Correva l’anno 1636 e infuriava la peste. Per chiederne la protezione contro il contagio, nella chiesa madre della Val Badia fu intagliato un meraviglioso altare ligneo con una statua della Madonna che ancor oggi rende speciale la parrocchia di Pieve di Marebbe. Nell’altare laterale a nord, spicca una piccola statua di San Giuseppe che mostra Gesù bambino ai fedeli. Giuseppe col divino Bambino è uno dei soggetti preferiti dagli artigiani del legno e del sacro di queste valli, tra cui i più noti sono quelli della Val Gardena.

Proprio dalla Val Gardena erano arrivate le due statue che dovevano adornare la chiesa della missione nel cuore dell’Africa. Come tutte le chiese di fondazione comboniana, ai lati dell’altare maggiore, su disposizione esplicita del fondatore, dovevano esserci Maria e Giuseppe. Molto noti nel Trentino e in Alto Adige, i missionari del Sacro Cuore di Gesù si affidavano agli artisti – e ai benefattori – di quelle terre e anche questa volta avevano ricevuto in dono due splendide statue, che furono immediatamente esposte.

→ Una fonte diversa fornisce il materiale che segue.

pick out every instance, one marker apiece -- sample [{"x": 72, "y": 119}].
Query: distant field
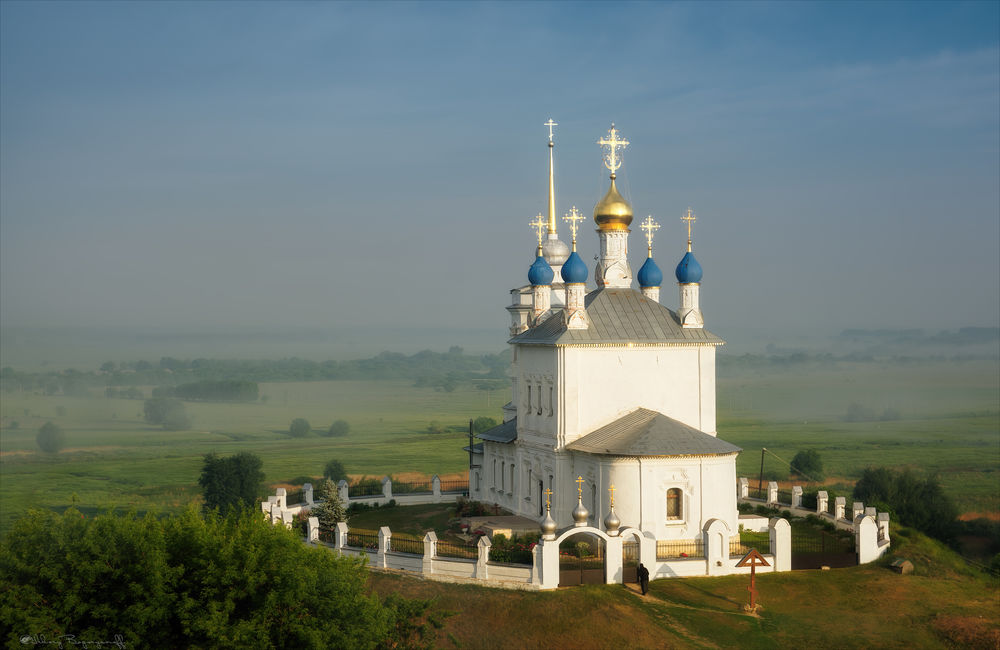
[{"x": 949, "y": 423}]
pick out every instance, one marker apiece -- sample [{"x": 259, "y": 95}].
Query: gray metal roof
[
  {"x": 618, "y": 316},
  {"x": 647, "y": 433},
  {"x": 506, "y": 432}
]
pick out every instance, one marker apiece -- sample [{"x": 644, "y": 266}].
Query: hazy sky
[{"x": 227, "y": 164}]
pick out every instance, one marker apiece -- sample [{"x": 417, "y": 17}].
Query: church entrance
[{"x": 581, "y": 560}]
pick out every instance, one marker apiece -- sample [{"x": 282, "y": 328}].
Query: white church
[{"x": 611, "y": 423}]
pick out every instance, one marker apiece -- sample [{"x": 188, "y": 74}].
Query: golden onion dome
[{"x": 613, "y": 212}]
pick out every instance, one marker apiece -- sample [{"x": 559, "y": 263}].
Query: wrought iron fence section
[{"x": 669, "y": 549}]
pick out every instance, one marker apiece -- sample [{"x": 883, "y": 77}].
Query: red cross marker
[{"x": 753, "y": 559}]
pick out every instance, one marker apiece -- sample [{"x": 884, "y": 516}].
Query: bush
[
  {"x": 299, "y": 428},
  {"x": 50, "y": 438},
  {"x": 339, "y": 428}
]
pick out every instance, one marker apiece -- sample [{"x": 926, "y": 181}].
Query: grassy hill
[{"x": 943, "y": 604}]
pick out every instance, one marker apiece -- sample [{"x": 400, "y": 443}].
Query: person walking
[{"x": 643, "y": 574}]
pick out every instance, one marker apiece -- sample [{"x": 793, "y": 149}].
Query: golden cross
[
  {"x": 650, "y": 227},
  {"x": 689, "y": 218},
  {"x": 612, "y": 159},
  {"x": 550, "y": 124},
  {"x": 571, "y": 218},
  {"x": 539, "y": 224}
]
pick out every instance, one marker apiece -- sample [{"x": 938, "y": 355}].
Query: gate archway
[{"x": 582, "y": 557}]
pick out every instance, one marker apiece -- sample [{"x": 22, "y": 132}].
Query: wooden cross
[
  {"x": 753, "y": 559},
  {"x": 571, "y": 218},
  {"x": 650, "y": 227},
  {"x": 550, "y": 124},
  {"x": 612, "y": 160},
  {"x": 539, "y": 224}
]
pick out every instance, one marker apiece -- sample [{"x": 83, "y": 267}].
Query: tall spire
[{"x": 552, "y": 180}]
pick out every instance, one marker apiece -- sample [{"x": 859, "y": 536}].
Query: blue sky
[{"x": 226, "y": 165}]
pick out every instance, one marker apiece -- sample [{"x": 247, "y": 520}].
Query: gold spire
[
  {"x": 612, "y": 157},
  {"x": 552, "y": 181},
  {"x": 571, "y": 218},
  {"x": 539, "y": 225},
  {"x": 613, "y": 212},
  {"x": 689, "y": 218},
  {"x": 650, "y": 226}
]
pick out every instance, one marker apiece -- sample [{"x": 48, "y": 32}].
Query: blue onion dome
[
  {"x": 574, "y": 270},
  {"x": 540, "y": 272},
  {"x": 650, "y": 274},
  {"x": 688, "y": 271}
]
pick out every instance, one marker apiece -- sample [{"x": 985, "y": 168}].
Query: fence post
[
  {"x": 384, "y": 539},
  {"x": 484, "y": 545},
  {"x": 883, "y": 527},
  {"x": 822, "y": 499},
  {"x": 780, "y": 535},
  {"x": 340, "y": 536},
  {"x": 430, "y": 550}
]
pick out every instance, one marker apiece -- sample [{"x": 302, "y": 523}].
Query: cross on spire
[
  {"x": 571, "y": 218},
  {"x": 539, "y": 225},
  {"x": 650, "y": 227},
  {"x": 550, "y": 124},
  {"x": 614, "y": 145},
  {"x": 690, "y": 219}
]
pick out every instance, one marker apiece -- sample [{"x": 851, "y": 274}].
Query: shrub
[{"x": 50, "y": 438}]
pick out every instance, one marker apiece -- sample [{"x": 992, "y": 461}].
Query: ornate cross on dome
[
  {"x": 539, "y": 224},
  {"x": 612, "y": 158},
  {"x": 571, "y": 218},
  {"x": 550, "y": 124},
  {"x": 650, "y": 227},
  {"x": 689, "y": 218}
]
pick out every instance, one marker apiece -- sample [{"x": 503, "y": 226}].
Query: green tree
[
  {"x": 483, "y": 424},
  {"x": 339, "y": 428},
  {"x": 330, "y": 509},
  {"x": 231, "y": 483},
  {"x": 808, "y": 464},
  {"x": 335, "y": 471},
  {"x": 50, "y": 438},
  {"x": 299, "y": 428},
  {"x": 191, "y": 581}
]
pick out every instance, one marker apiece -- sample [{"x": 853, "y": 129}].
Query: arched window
[{"x": 674, "y": 510}]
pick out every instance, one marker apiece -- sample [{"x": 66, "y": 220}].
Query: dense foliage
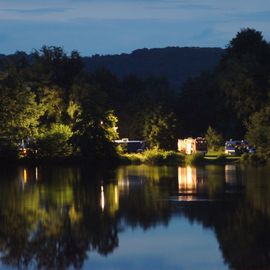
[{"x": 50, "y": 99}]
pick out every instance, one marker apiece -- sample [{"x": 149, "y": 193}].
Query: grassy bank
[{"x": 161, "y": 157}]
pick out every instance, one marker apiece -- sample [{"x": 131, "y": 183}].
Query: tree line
[{"x": 50, "y": 100}]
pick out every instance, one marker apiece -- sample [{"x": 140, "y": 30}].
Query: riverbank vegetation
[{"x": 57, "y": 109}]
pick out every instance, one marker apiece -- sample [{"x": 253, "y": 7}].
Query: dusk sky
[{"x": 117, "y": 26}]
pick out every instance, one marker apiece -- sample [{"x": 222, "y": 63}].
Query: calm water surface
[{"x": 135, "y": 217}]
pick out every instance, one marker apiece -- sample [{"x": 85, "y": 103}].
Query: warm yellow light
[
  {"x": 25, "y": 175},
  {"x": 187, "y": 179}
]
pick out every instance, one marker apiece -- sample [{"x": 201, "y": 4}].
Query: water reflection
[{"x": 55, "y": 217}]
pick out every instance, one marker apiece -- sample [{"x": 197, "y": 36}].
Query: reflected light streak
[
  {"x": 187, "y": 179},
  {"x": 230, "y": 174},
  {"x": 36, "y": 173},
  {"x": 102, "y": 199},
  {"x": 116, "y": 196},
  {"x": 25, "y": 176}
]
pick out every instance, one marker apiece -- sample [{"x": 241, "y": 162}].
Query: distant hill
[{"x": 175, "y": 63}]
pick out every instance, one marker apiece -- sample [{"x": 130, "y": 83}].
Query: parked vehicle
[{"x": 131, "y": 146}]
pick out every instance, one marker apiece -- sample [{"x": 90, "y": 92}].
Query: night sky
[{"x": 117, "y": 26}]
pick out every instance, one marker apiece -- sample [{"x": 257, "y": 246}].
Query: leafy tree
[
  {"x": 159, "y": 129},
  {"x": 19, "y": 113},
  {"x": 258, "y": 131},
  {"x": 94, "y": 136},
  {"x": 214, "y": 139}
]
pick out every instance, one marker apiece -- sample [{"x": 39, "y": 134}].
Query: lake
[{"x": 135, "y": 217}]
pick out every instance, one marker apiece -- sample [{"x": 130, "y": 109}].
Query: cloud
[{"x": 35, "y": 10}]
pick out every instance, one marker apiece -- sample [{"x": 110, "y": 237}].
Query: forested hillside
[
  {"x": 174, "y": 63},
  {"x": 53, "y": 100}
]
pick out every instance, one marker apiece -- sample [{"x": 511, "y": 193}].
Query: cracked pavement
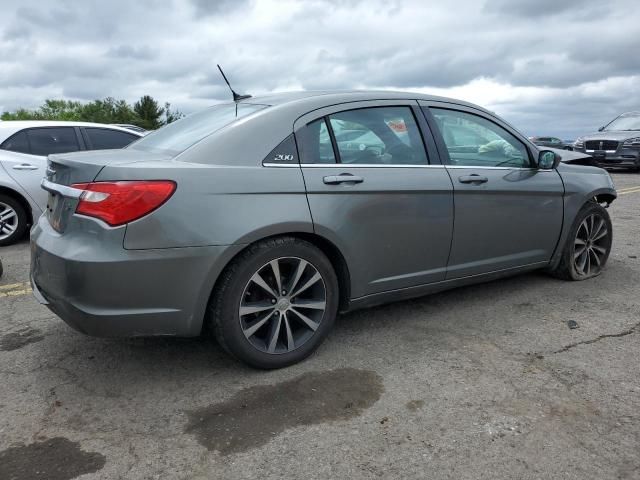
[{"x": 482, "y": 382}]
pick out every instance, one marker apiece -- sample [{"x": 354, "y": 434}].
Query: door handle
[
  {"x": 473, "y": 178},
  {"x": 342, "y": 178},
  {"x": 25, "y": 166}
]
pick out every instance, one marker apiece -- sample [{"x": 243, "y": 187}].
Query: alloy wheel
[
  {"x": 282, "y": 305},
  {"x": 8, "y": 221},
  {"x": 590, "y": 245}
]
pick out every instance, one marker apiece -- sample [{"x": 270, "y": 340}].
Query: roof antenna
[{"x": 236, "y": 97}]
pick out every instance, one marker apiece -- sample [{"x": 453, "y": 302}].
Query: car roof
[
  {"x": 343, "y": 96},
  {"x": 9, "y": 127}
]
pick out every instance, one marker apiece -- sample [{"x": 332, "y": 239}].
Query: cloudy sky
[{"x": 551, "y": 67}]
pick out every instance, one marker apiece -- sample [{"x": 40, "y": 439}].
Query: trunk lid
[{"x": 64, "y": 170}]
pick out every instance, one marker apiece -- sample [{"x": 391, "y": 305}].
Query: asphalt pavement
[{"x": 528, "y": 377}]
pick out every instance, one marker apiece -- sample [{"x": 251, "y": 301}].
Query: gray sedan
[
  {"x": 24, "y": 146},
  {"x": 253, "y": 221}
]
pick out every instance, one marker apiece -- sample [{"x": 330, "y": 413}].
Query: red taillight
[{"x": 117, "y": 203}]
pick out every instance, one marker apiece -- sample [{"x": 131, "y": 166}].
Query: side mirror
[{"x": 548, "y": 160}]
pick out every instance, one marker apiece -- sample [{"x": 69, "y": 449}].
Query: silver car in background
[
  {"x": 260, "y": 220},
  {"x": 616, "y": 145},
  {"x": 24, "y": 146}
]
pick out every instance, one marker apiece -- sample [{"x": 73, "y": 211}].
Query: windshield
[
  {"x": 178, "y": 136},
  {"x": 625, "y": 122}
]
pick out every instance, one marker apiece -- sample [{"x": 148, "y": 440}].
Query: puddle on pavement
[
  {"x": 415, "y": 405},
  {"x": 22, "y": 338},
  {"x": 254, "y": 415},
  {"x": 54, "y": 459}
]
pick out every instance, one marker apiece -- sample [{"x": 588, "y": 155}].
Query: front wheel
[
  {"x": 588, "y": 245},
  {"x": 275, "y": 304}
]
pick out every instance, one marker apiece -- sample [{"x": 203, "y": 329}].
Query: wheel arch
[
  {"x": 330, "y": 250},
  {"x": 600, "y": 195}
]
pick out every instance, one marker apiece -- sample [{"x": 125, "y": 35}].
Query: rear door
[
  {"x": 373, "y": 192},
  {"x": 507, "y": 212}
]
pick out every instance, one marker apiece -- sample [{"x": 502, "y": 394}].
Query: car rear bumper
[{"x": 109, "y": 291}]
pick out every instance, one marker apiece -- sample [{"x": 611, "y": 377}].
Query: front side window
[
  {"x": 104, "y": 138},
  {"x": 46, "y": 141},
  {"x": 17, "y": 143},
  {"x": 474, "y": 141},
  {"x": 366, "y": 136},
  {"x": 178, "y": 136}
]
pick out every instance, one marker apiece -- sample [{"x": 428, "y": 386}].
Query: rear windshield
[{"x": 178, "y": 136}]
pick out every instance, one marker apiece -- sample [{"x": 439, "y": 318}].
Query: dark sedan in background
[{"x": 617, "y": 144}]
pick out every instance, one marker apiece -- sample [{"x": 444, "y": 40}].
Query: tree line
[{"x": 145, "y": 113}]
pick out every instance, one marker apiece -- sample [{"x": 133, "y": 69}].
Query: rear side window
[
  {"x": 45, "y": 141},
  {"x": 104, "y": 138},
  {"x": 178, "y": 136},
  {"x": 366, "y": 136},
  {"x": 316, "y": 143},
  {"x": 17, "y": 143}
]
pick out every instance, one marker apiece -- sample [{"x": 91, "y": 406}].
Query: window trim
[
  {"x": 79, "y": 141},
  {"x": 443, "y": 150},
  {"x": 14, "y": 134},
  {"x": 336, "y": 153}
]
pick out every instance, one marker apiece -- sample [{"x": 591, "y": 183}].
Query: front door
[
  {"x": 374, "y": 194},
  {"x": 507, "y": 212}
]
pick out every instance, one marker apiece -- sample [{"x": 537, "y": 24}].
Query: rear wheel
[
  {"x": 13, "y": 220},
  {"x": 275, "y": 304},
  {"x": 588, "y": 246}
]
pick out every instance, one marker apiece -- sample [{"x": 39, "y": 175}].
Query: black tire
[
  {"x": 224, "y": 316},
  {"x": 568, "y": 269},
  {"x": 22, "y": 221}
]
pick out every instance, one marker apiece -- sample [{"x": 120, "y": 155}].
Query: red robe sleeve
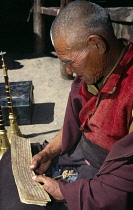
[{"x": 112, "y": 185}]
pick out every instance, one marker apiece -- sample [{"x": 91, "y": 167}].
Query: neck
[{"x": 112, "y": 58}]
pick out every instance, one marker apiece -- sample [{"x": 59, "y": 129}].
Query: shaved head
[{"x": 80, "y": 19}]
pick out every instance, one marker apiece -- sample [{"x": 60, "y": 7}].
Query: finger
[
  {"x": 39, "y": 178},
  {"x": 35, "y": 162}
]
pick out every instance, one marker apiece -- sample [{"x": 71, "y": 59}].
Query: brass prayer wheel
[{"x": 14, "y": 129}]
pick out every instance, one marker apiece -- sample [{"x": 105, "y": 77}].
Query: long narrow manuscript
[{"x": 30, "y": 192}]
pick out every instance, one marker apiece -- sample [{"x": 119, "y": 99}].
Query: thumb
[{"x": 39, "y": 178}]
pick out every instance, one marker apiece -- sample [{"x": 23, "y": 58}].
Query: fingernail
[
  {"x": 34, "y": 177},
  {"x": 31, "y": 166}
]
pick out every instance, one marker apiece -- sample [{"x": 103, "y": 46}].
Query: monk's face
[{"x": 87, "y": 62}]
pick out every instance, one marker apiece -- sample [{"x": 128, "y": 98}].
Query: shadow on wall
[{"x": 43, "y": 113}]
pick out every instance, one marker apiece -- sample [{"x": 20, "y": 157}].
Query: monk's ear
[{"x": 98, "y": 43}]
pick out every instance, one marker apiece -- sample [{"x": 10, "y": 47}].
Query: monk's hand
[
  {"x": 41, "y": 162},
  {"x": 50, "y": 185}
]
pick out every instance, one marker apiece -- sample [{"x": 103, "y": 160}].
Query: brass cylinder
[{"x": 4, "y": 142}]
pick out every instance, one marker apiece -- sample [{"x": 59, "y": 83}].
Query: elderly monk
[{"x": 96, "y": 139}]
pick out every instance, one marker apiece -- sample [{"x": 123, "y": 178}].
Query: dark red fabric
[
  {"x": 110, "y": 120},
  {"x": 110, "y": 188},
  {"x": 71, "y": 132}
]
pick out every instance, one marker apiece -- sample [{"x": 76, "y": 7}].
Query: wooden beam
[{"x": 39, "y": 28}]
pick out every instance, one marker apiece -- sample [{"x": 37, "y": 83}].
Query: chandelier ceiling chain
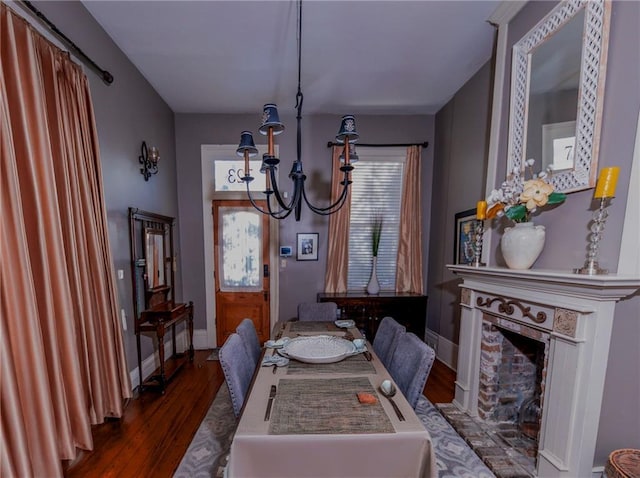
[{"x": 271, "y": 126}]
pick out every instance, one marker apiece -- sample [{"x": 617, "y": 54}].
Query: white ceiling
[{"x": 358, "y": 56}]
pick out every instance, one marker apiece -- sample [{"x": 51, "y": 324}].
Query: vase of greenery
[
  {"x": 518, "y": 200},
  {"x": 373, "y": 287}
]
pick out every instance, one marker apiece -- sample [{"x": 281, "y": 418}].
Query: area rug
[{"x": 208, "y": 452}]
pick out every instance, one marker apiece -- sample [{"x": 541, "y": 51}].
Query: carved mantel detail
[
  {"x": 465, "y": 296},
  {"x": 505, "y": 306},
  {"x": 565, "y": 321},
  {"x": 579, "y": 312}
]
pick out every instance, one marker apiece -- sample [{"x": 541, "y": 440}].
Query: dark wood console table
[
  {"x": 152, "y": 271},
  {"x": 368, "y": 310},
  {"x": 160, "y": 319}
]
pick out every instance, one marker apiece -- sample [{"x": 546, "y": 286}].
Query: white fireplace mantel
[{"x": 577, "y": 312}]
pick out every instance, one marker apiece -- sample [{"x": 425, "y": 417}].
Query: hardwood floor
[{"x": 156, "y": 430}]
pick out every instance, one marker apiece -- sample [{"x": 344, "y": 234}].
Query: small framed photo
[
  {"x": 463, "y": 237},
  {"x": 307, "y": 246},
  {"x": 558, "y": 145}
]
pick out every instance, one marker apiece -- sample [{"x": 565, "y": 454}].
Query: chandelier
[{"x": 276, "y": 206}]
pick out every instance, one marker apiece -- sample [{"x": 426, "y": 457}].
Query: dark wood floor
[{"x": 156, "y": 430}]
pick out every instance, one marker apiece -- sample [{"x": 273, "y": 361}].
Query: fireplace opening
[
  {"x": 505, "y": 432},
  {"x": 511, "y": 375}
]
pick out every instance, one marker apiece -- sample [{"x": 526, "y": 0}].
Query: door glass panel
[{"x": 240, "y": 249}]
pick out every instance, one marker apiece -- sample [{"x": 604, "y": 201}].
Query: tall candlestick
[
  {"x": 481, "y": 210},
  {"x": 478, "y": 234},
  {"x": 606, "y": 187}
]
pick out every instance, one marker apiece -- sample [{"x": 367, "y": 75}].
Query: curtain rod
[
  {"x": 389, "y": 145},
  {"x": 104, "y": 74}
]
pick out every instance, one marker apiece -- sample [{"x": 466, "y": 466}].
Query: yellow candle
[
  {"x": 481, "y": 210},
  {"x": 606, "y": 187}
]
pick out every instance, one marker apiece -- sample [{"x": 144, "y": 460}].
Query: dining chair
[
  {"x": 386, "y": 339},
  {"x": 317, "y": 311},
  {"x": 247, "y": 331},
  {"x": 410, "y": 366},
  {"x": 237, "y": 368}
]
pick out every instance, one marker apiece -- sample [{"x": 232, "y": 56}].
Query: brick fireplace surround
[{"x": 572, "y": 317}]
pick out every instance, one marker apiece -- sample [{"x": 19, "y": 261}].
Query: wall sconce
[{"x": 149, "y": 160}]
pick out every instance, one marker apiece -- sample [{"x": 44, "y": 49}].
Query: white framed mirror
[{"x": 557, "y": 90}]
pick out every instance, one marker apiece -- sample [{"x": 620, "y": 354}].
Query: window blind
[{"x": 376, "y": 190}]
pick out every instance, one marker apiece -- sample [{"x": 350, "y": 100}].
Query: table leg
[
  {"x": 190, "y": 327},
  {"x": 160, "y": 334}
]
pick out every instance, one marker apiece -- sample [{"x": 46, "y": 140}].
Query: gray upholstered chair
[
  {"x": 386, "y": 339},
  {"x": 237, "y": 368},
  {"x": 247, "y": 331},
  {"x": 410, "y": 366},
  {"x": 318, "y": 311}
]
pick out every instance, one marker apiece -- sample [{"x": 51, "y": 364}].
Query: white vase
[
  {"x": 521, "y": 245},
  {"x": 373, "y": 287}
]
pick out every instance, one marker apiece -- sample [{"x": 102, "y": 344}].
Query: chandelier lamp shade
[{"x": 277, "y": 206}]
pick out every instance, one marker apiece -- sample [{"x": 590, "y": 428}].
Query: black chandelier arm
[
  {"x": 281, "y": 213},
  {"x": 276, "y": 191},
  {"x": 381, "y": 145},
  {"x": 277, "y": 214},
  {"x": 325, "y": 211}
]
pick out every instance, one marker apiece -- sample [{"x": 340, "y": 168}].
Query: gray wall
[
  {"x": 566, "y": 226},
  {"x": 126, "y": 112},
  {"x": 299, "y": 281},
  {"x": 129, "y": 111},
  {"x": 462, "y": 127}
]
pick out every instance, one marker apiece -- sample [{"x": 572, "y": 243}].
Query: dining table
[{"x": 327, "y": 419}]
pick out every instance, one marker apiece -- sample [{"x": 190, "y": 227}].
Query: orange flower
[
  {"x": 494, "y": 210},
  {"x": 535, "y": 193}
]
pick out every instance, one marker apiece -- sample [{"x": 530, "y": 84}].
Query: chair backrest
[
  {"x": 237, "y": 368},
  {"x": 386, "y": 339},
  {"x": 410, "y": 366},
  {"x": 247, "y": 331},
  {"x": 317, "y": 311}
]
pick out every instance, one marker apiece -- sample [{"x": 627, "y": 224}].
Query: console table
[
  {"x": 153, "y": 279},
  {"x": 367, "y": 310},
  {"x": 159, "y": 320}
]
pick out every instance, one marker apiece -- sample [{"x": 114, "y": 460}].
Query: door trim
[{"x": 204, "y": 339}]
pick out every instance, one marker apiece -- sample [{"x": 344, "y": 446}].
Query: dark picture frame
[
  {"x": 463, "y": 237},
  {"x": 307, "y": 249}
]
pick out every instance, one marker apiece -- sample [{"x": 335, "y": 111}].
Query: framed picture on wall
[
  {"x": 307, "y": 246},
  {"x": 463, "y": 237}
]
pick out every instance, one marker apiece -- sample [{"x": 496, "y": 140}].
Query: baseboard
[
  {"x": 200, "y": 341},
  {"x": 446, "y": 351}
]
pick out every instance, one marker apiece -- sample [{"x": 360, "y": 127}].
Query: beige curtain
[
  {"x": 338, "y": 250},
  {"x": 409, "y": 268},
  {"x": 63, "y": 362}
]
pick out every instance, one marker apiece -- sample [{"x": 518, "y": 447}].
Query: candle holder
[
  {"x": 591, "y": 266},
  {"x": 477, "y": 244}
]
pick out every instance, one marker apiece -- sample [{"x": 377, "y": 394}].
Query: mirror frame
[
  {"x": 156, "y": 238},
  {"x": 593, "y": 63}
]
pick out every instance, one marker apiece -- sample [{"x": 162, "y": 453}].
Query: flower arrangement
[
  {"x": 518, "y": 200},
  {"x": 376, "y": 233}
]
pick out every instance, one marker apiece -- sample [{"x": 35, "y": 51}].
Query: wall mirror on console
[
  {"x": 154, "y": 306},
  {"x": 557, "y": 88}
]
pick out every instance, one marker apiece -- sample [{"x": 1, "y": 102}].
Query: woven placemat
[
  {"x": 356, "y": 364},
  {"x": 326, "y": 406},
  {"x": 313, "y": 326}
]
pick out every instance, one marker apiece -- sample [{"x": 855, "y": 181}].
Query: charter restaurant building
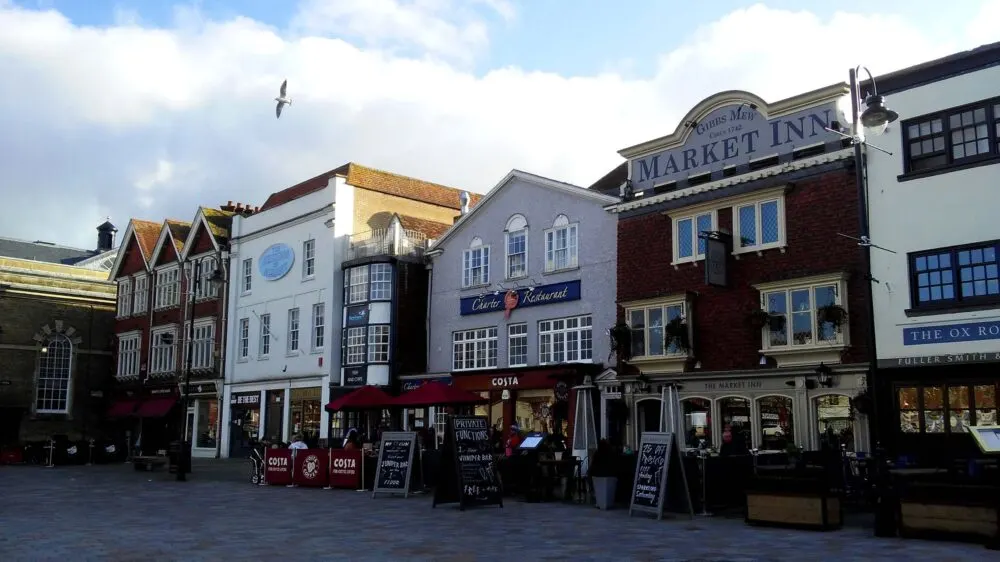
[
  {"x": 733, "y": 283},
  {"x": 522, "y": 295}
]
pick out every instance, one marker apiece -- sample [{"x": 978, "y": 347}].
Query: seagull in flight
[{"x": 282, "y": 99}]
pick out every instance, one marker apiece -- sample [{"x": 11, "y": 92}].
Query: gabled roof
[
  {"x": 363, "y": 177},
  {"x": 145, "y": 234},
  {"x": 534, "y": 180},
  {"x": 431, "y": 229},
  {"x": 217, "y": 224},
  {"x": 174, "y": 232}
]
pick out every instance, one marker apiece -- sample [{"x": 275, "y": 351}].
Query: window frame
[
  {"x": 491, "y": 337},
  {"x": 992, "y": 122},
  {"x": 572, "y": 244},
  {"x": 580, "y": 330},
  {"x": 484, "y": 260},
  {"x": 958, "y": 302},
  {"x": 309, "y": 259},
  {"x": 511, "y": 336},
  {"x": 55, "y": 365}
]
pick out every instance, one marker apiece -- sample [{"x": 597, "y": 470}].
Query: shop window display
[
  {"x": 776, "y": 428},
  {"x": 697, "y": 422},
  {"x": 833, "y": 421}
]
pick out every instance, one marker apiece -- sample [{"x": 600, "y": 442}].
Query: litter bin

Ma il popolo, nella sua ingenua semplicità, rimase colpito dal fatto che entrambe le statue portassero tra le braccia Gesù bambino. “Ma, come è possibile, Gesù è uno solo! Qui ce ne sono due!”

Si aprì così una “questione teologica” che animò per alcuni giorni la piccola comunità dei sacerdoti. Si erano divisi in due gruppi: “Spieghiamo bene la cosa e il disagio si dissiperà”, dicevano alcuni; “Non possiamo confondere questi animi semplici, occorre cambiare!”, replicavano altri. La discussione non pareva trovare un compromesso.

Allora, il parroco e superiore padre Daniele risolse il problema di sua iniziativa. Ingaggiò un abile artigiano del posto e nottetempo il Gesù bambino nelle braccia di Giuseppe venne sostituito con un modellino della stessa chiesa di Kalongo. Così ancor oggi ai lati dell’altare ci sono Maria che ci porta Gesù e Giuseppe che custodisce la chiesa.

Mentre i confratelli discutevano di teologia e di confusione pastorale, l’ultimo arrivato nella comunità, il medico padre Giuseppe Ambrosoli li guardava dolcemente. La mattina dopo per lui c’erano l’ambulatorio e la sala operatoria dell’ospedale con tante sofferenze da lenire e lacrime da asciugare. Mentre si discuteva, nel suo cuore chiedeva a San Giuseppe e a Maria di renderlo strumento dell’Amore che cura ogni male.